THE Zimbabwe Asset Management Company (Zamco) has invested nearly US$130 million in shoring up local firms and parastatals that were reeling under debt, official figures have shown.
By Bernard Mpofu
Zamco is a special purpose vehicles created by the Reserve Bank of Zimbabwe to hive off non-performing loans (NPLs) that were threatening the stability of the fragile financial institutions.
Government is committed to funding the acquisitions of NLPs in the form of Treasury Bills with a lifespan of up to 14 years.
Zamco chief executive Cosmas Kanhai told the Zimbabwe Independent that some of the high-profile companies that have to date been bailed out by Zamco include Cottco, where the government through Zamco has effectively grabbed the controlling stake of the company after injecting US$38 million.
The state-owned special purpose vehicle has also injected US$33 million in listed resources firm RioZim; US$32 million in starafricacorporation; US$20 million in Zimasco, and US$6 million in Cairns.
He said the special purpose vehicle had since establishment in 2014 absorbed non-performing loans to the tune of US$836 million, adding that it had extended facilities to some companies while in some instances it was through debt-to-equity arrangements.
Kanhai said Zamco would employ resolution options which include cash-foreclosure; restructured loans; and securities such as shares that have been issued by the special purpose vehicle as part of settlement schemes. He added that properties which are in the beneficial ownership of Zamco would also be disposed of to recover funds.
Agriculture, at 25%, accounts for the bulk of NPLs housed by Zamco; mining (16%); and manufacturing (15%).
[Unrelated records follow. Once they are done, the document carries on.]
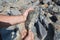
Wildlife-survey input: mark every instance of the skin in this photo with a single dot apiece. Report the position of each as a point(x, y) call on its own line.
point(15, 19)
point(12, 20)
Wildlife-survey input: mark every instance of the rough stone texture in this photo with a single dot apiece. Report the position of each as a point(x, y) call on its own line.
point(45, 13)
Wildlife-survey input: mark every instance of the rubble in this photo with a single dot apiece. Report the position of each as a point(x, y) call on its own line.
point(44, 21)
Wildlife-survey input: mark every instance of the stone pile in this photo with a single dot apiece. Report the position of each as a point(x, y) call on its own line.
point(44, 21)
The construction industry accounts for the least of the NPLs at 2%.
Kanhai said 45% of the current stock of bad loans that were absorbed by Zamco are viable, while the remainder should be aggressively pursued before Zamco’s mandate ends in 2024.
He said Zamco was also instrumental in assisting struggling firms court strategic partners.
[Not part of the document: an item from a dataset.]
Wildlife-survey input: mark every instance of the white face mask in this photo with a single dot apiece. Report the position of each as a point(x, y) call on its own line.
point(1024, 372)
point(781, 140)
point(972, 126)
Official figures from the Reserve Bank of Zimbabwe show that the banking sector remained profitable during the year-ended December 31 2016, with an aggregate net profit of US$181,06 million, an increase of 42,36% from US$127,47 million reported for the corresponding period in 2015.
All operating banking institutions, according to the central bank, recorded profits during the period ended December 31 2016. The increase in profitability, according to the central bank, was largely driven by lower loan loss provisions in line with improving asset quality, lower interest expenses, as well as continued re-alignment of cost structures at most institutions.
The increase translated to an improved average return on assets and equity from 2,07% and 11,03%, to 2,26% and 12,64%, respectively.